Posted by: James Hanley | June 14, 2009 4:44 PM
James Hanley,
a)I have dabbled in programs that model an evolutionary process. My intuition tells me that evolution in a large population should happen faster. After all if you have more individuals producing and processing more mutations in more combination it should cause evolution to proceed faster. If it does not happen that way I would like to know why. That seems fairly important to me.
If a graph of the rate of evolutionary change looks like a horizontal line with a series of high thin spikes that makes a big difference in what a paleontologist looks for in the fossil record. Not only is the "out of Africa" theory likely true but we know that theories like out of Africa are the type of theories that are true. This seems reasonably important.
If evolution happens in cladogenic events then clad selection becomes an important part of evolution. A fairly important thing. It sure makes Dawkins gene selection look different.
b)There is no excuse for being an ass. But being an ass isn't evidence that a theory is incorrect. If we rejected the work of every scientist who made an ass of themselves we would reject a lot of valuable stuff. I understand Galileo was an ass.
I don't know how important Gould's work was. But with the over the top criticism and dislike I see around you would think it was the most important issue in the world. He is dead, chill out. Separate his personality and politics from his science.

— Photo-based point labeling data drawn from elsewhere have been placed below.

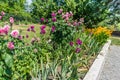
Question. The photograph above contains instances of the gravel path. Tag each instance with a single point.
(111, 69)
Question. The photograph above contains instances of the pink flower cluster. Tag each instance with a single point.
(42, 28)
(67, 15)
(10, 45)
(11, 20)
(53, 17)
(31, 28)
(2, 14)
(4, 30)
(53, 28)
(15, 33)
(78, 42)
(60, 11)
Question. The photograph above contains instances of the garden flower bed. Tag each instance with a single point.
(60, 49)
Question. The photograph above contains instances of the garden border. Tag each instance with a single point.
(96, 68)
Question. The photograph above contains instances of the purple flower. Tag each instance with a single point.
(2, 13)
(43, 31)
(78, 42)
(60, 11)
(54, 19)
(33, 40)
(0, 17)
(10, 45)
(11, 20)
(53, 14)
(43, 27)
(20, 37)
(71, 43)
(53, 28)
(46, 20)
(82, 20)
(27, 36)
(42, 19)
(77, 50)
(32, 27)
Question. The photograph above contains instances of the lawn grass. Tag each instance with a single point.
(115, 40)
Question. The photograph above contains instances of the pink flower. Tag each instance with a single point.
(54, 19)
(46, 20)
(0, 17)
(71, 14)
(78, 42)
(75, 23)
(42, 19)
(82, 20)
(43, 31)
(60, 11)
(71, 43)
(28, 29)
(27, 36)
(15, 33)
(10, 45)
(6, 29)
(2, 32)
(32, 28)
(53, 28)
(11, 20)
(77, 50)
(53, 14)
(20, 37)
(2, 13)
(43, 27)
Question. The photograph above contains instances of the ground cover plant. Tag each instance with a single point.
(59, 48)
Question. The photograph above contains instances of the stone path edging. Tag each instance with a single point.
(96, 68)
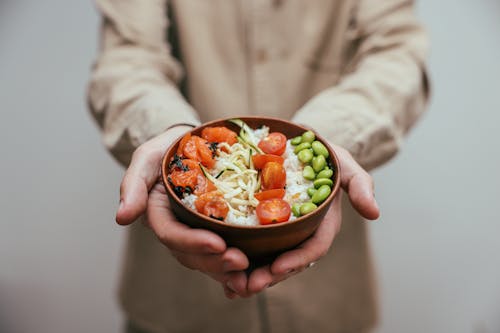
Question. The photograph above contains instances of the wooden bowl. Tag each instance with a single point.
(263, 241)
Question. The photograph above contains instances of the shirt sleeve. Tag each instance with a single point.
(384, 90)
(133, 92)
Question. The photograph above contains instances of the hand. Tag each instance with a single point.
(358, 185)
(141, 192)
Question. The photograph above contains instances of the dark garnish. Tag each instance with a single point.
(220, 218)
(177, 163)
(179, 190)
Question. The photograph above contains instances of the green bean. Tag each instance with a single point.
(307, 207)
(308, 173)
(296, 209)
(322, 181)
(296, 141)
(320, 149)
(321, 194)
(308, 136)
(319, 163)
(303, 145)
(325, 173)
(305, 155)
(311, 191)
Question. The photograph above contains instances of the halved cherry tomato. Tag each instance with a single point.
(219, 134)
(260, 160)
(204, 185)
(273, 211)
(274, 143)
(204, 153)
(184, 139)
(212, 204)
(189, 149)
(273, 176)
(187, 174)
(270, 194)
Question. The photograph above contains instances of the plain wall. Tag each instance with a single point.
(436, 245)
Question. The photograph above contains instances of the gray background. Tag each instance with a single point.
(436, 246)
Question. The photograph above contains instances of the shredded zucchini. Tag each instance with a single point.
(234, 173)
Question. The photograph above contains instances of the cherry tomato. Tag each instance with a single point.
(186, 174)
(274, 143)
(204, 185)
(260, 160)
(273, 176)
(273, 211)
(182, 144)
(219, 134)
(270, 194)
(212, 204)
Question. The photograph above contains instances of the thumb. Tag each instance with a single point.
(358, 184)
(139, 178)
(143, 173)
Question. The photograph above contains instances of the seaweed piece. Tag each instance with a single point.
(213, 147)
(179, 190)
(220, 218)
(176, 162)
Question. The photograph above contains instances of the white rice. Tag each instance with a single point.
(296, 186)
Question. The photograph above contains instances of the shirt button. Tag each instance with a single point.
(261, 56)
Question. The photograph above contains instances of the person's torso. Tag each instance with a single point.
(265, 57)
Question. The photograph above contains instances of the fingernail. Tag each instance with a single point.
(230, 286)
(226, 266)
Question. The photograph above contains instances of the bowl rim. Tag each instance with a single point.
(333, 157)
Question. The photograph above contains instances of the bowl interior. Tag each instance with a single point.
(290, 130)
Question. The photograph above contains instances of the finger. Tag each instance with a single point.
(139, 178)
(358, 184)
(142, 174)
(260, 279)
(175, 235)
(228, 292)
(217, 265)
(237, 283)
(313, 248)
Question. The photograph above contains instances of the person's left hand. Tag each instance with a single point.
(358, 185)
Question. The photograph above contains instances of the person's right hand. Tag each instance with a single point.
(142, 192)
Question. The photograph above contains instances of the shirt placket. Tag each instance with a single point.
(262, 52)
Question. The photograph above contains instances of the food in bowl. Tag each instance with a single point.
(253, 177)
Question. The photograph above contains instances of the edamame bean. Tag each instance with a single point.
(307, 207)
(296, 209)
(320, 149)
(325, 173)
(296, 141)
(311, 191)
(308, 136)
(322, 181)
(319, 163)
(308, 173)
(305, 156)
(303, 145)
(321, 194)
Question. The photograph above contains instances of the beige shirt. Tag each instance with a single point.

I like his view of evolution as a history rather than a set of physical principles. But the thing is it isn't true or false. It is just a way of thinking about evolution. It changes my perspective and thats good.
I hesitate to recommend his book "The structure of Evolutionary Theory". Its not that great as a defense of PE as you can find most of those arguments elsewhere. I found it most useful in its explanation of the history of evolutionary thought. But with 1400 pages it isn't clear if it was worth the time. Still you might find a copy someone is using as a door stop.